Dans ce contexte, un inventaire des dispositifs de collecte des données recensés par le SINP et susceptibles de contribuer au développement d’indicateurs a été réalisé.
Le projet européen SEBI 2010 ( Streamlining European 2010 Biodiversity Indicators), initié en 2004 par l’Agence Européenne de l’Environnement et le Centre Thématique Européen sur la Diversité Biologique, propose un jeu de 26 indicateurs afin de permettre l’évaluation de l’état de la biodiversité, les pressions subies et les efforts fournis.

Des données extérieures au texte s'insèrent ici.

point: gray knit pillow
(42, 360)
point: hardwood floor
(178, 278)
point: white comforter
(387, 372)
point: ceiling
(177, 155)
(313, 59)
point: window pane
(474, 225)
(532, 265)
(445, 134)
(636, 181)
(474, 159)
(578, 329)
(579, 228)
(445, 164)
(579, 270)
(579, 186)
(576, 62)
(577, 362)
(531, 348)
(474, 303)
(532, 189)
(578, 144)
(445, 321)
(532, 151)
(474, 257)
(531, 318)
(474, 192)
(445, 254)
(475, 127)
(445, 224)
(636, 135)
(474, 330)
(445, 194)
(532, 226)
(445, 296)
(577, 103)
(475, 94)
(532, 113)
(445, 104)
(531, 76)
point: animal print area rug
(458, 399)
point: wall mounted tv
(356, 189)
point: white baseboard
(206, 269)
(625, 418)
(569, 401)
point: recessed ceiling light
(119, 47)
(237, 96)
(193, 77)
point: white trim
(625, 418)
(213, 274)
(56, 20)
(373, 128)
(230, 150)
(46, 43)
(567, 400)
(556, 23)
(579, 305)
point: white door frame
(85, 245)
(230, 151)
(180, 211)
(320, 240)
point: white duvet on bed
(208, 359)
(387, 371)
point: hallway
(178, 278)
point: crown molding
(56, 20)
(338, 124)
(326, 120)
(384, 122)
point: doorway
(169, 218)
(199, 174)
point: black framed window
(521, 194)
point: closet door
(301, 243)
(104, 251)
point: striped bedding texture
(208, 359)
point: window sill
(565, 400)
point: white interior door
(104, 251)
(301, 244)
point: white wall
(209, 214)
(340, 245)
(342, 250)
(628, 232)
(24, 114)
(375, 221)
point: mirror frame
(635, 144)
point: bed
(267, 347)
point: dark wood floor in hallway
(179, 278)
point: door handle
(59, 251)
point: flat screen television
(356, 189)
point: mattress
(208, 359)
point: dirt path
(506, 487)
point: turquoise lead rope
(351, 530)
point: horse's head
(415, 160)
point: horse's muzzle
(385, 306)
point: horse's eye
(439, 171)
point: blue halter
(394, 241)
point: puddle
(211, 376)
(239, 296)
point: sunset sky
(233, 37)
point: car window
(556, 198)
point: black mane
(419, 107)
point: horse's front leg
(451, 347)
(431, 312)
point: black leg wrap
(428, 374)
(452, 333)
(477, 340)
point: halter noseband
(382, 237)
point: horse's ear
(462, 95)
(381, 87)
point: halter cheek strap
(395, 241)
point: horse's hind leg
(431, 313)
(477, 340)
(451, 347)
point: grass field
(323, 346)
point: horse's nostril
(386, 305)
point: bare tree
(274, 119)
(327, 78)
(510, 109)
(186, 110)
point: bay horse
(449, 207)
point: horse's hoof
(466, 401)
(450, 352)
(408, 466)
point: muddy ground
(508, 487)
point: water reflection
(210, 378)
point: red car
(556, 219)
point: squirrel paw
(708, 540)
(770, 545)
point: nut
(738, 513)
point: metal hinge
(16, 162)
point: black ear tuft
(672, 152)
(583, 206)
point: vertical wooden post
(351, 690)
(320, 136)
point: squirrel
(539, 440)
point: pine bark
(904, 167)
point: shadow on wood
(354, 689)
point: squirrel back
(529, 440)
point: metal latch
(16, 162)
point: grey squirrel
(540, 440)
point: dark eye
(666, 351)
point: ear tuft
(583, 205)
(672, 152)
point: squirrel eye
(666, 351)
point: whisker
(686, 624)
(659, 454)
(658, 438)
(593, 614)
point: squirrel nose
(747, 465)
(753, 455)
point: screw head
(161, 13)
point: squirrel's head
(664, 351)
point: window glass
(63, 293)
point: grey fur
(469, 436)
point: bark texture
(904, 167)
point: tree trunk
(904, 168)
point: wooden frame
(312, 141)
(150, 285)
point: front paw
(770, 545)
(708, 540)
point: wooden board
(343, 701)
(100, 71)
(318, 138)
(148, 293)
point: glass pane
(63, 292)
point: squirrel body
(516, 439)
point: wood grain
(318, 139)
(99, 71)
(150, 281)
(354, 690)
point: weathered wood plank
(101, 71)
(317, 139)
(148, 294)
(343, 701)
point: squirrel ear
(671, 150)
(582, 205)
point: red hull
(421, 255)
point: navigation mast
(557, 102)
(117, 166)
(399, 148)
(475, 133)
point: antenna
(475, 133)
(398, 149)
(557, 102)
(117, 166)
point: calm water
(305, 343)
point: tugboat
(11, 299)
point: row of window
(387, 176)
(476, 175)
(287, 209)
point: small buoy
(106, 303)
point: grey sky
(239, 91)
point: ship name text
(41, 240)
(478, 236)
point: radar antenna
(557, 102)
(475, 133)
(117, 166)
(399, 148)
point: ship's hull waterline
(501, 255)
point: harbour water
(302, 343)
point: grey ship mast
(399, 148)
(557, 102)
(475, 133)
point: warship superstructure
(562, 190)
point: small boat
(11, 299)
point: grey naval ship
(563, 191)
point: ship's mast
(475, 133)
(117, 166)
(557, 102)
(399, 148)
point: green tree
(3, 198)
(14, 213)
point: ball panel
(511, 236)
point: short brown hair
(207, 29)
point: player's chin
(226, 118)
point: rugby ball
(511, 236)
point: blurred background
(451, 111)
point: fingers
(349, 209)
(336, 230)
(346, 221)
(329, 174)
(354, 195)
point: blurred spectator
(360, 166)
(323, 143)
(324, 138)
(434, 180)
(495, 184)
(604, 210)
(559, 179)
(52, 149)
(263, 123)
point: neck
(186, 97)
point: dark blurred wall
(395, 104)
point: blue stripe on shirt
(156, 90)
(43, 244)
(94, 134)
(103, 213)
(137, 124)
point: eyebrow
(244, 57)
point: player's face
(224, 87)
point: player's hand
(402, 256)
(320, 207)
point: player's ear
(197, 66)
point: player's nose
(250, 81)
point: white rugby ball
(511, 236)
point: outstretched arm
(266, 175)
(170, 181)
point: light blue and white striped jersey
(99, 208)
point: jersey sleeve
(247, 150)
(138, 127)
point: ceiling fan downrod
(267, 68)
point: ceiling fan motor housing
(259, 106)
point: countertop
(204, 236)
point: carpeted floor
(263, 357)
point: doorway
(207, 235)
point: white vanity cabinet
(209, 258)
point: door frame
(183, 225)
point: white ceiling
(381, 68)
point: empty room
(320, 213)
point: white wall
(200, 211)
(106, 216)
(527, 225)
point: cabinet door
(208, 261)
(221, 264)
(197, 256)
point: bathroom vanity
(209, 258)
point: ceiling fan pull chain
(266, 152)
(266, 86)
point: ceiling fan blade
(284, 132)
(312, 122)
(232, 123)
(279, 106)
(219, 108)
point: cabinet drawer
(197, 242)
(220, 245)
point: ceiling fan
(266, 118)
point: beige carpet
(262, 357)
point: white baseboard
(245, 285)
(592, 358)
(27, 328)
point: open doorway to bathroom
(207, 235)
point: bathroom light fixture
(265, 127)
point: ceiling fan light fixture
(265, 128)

Les dispositifs de collecte recensés par le SINP ont été confrontés à ce jeu d’indicateurs afin de déterminer quels indicateurs pourraient être renseignés par les données collectées.
Une centaine de dispositifs de collecte a pu être associé à un ou plusieurs indicateurs proposés par le projet SEBI 2010. Certains dispositifs de collecte qui n’ont pu être associés à aucun des indicateurs proposés ont révélé la nécessité de développer des indicateurs supplémentaires.

Etablissement d’un état de la connaissance et préfiguration d’une stratégie d’acquisition de connaissance

Un des objectifs stratégiques du SINP est de faire un état des lieux de la production de données sur la nature et les paysages en France, et d’avoir ainsi une vision globale de nos connaissances actuelles sur ces thématiques.
Cet état des lieux, fastidieux mais nécessaire, pourra permettre alors d’identifier nos lacunes dans certains domaines stratégiques, et d’établir ainsi une véritable stratégie d’acquisition de connaissances afin de mieux répartir nos efforts et encourager un travail coordonné des différents acteurs qui collectent la donnée naturaliste en France.

* Fossat J., Pelletier D. et Levrel H., (2009), “Projet Système d'Information sur la Nature et les Paysages, volet mer (SINP-mer) - Synthèse des indicateurs institutionnels de biodiversité marine et côtière”, rapport IFREMER pour le SINPmer, working paper, version 0.2, 109 p.